Chef Dory Ford At The Carmel Tomato Fest 2007
Chef Dory Ford, Executive Chef of the California Monterey Bay Aquarium prepared a Lemony Tarlettet with Green Zebra Coulis and Toy Box Tomato Salsa. Chef's love the Toy Box Tomatoes as they are very small cherry tomatoes in a melange of colours. Green Zebra is also a favourite with chefs for it's tart sweet flavour and gorgeous green with amber hues when ripe.
Chef Dory Ford is an enthusiastic chef who strongly supports using only environmentally sustainable ingredients in the California Monterey Bay Aquarium menu. When he describes his childhood on Vancouver Island--catching wild salmon in the Campbell River, foraging for chanterelles, picking huckleberries for pie, kicking up oysters at low tide and roasting them on a campfire--it's hard to imagine an upbringing more suitable for his current occupation.
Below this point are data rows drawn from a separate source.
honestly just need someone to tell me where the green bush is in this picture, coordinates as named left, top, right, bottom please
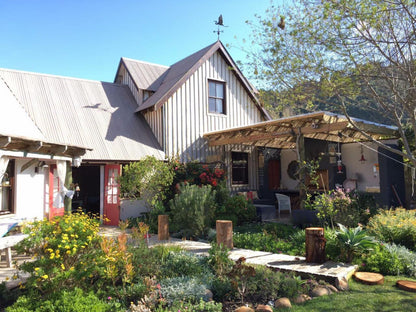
left=6, top=288, right=119, bottom=312
left=119, top=156, right=174, bottom=207
left=215, top=195, right=257, bottom=225
left=244, top=265, right=281, bottom=303
left=170, top=184, right=216, bottom=238
left=15, top=212, right=102, bottom=294
left=361, top=243, right=405, bottom=275
left=367, top=208, right=416, bottom=250
left=161, top=251, right=207, bottom=278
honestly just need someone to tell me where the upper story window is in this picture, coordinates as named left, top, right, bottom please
left=208, top=80, right=226, bottom=114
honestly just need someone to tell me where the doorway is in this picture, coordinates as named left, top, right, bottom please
left=71, top=166, right=100, bottom=215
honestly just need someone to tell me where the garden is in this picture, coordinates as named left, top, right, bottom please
left=2, top=156, right=416, bottom=311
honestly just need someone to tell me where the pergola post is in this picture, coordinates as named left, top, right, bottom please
left=297, top=131, right=306, bottom=209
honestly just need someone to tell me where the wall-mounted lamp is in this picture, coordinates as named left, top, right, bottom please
left=35, top=161, right=49, bottom=173
left=72, top=156, right=82, bottom=168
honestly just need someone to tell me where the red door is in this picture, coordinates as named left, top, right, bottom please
left=103, top=164, right=120, bottom=225
left=49, top=165, right=65, bottom=220
left=268, top=159, right=281, bottom=190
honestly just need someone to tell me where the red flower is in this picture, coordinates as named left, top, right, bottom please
left=212, top=179, right=217, bottom=187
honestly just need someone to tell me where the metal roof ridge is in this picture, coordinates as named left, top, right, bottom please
left=121, top=57, right=170, bottom=69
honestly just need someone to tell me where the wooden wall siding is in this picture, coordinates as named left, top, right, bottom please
left=118, top=65, right=142, bottom=106
left=145, top=51, right=264, bottom=163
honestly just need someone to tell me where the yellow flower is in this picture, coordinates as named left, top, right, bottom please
left=61, top=264, right=65, bottom=270
left=41, top=274, right=48, bottom=280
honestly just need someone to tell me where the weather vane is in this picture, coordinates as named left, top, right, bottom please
left=214, top=14, right=227, bottom=40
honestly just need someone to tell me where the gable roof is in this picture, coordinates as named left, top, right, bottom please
left=0, top=77, right=88, bottom=158
left=121, top=41, right=270, bottom=120
left=0, top=69, right=164, bottom=161
left=117, top=58, right=169, bottom=92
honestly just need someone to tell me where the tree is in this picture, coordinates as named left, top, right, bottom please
left=246, top=0, right=416, bottom=167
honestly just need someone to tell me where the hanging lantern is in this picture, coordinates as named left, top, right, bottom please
left=337, top=141, right=343, bottom=173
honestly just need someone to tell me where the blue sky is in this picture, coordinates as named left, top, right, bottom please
left=0, top=0, right=273, bottom=84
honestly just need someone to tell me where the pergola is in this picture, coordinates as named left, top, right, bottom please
left=204, top=111, right=398, bottom=149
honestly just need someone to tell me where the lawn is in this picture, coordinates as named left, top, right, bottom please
left=291, top=276, right=416, bottom=312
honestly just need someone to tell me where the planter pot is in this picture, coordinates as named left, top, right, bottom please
left=292, top=209, right=319, bottom=227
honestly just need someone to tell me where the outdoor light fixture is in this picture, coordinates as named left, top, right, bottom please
left=72, top=156, right=82, bottom=167
left=359, top=145, right=366, bottom=164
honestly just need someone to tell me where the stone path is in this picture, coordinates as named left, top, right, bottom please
left=1, top=226, right=357, bottom=289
Typical of menu items would be fresh from the sea: grilled wild salmon as the centerpiece of a delicious seafood dinner by chef Dory Ford of California's Monterey Bay Aquarium. Everything on the menu happens to be environmentally sustainable too; it's good cooking that's part of a bigger picture. As executive chef at the Monterey Bay Aquarium, Ford makes great-tasting food that also happens to be environmentally sustainable. Working with the aquarium's Seafood Watch program and the fishermen and farmers who supply his kitchen, Ford keeps his cooking close to West Coast sources, his eye on the ocean, and his menus grounded in the seasons.
At a recent party in Carmel, California, for his colleagues, Ford created a dinner that included oysters hand-raised in the pristine waters of Hog Island, 165 miles to the north, as well as wild Pacific halibut and wild Alaska salmon, both from fisheries that are managed well. Seafood Watch recommends using farmed oysters, which can be grown in protected areas and harvested with minimal environmental impact. Have your fishmonger do the shucking if you like; just ask that the juices be saved.
The Monterey Bay Aquarium has a monthly series of exclusive dinners in its ocean view Portola Restaurant. The “Chef Dinner Series,” which usually begin in late summer and feature gourmet meals prepared by aquarium Executive Chef Dory Ford, paired with fine wines and accompanied by Ford’s cooking suggestions. Each intimate evening promises to be a delicious and educational experience with lively culinary conversation – often with a special guest.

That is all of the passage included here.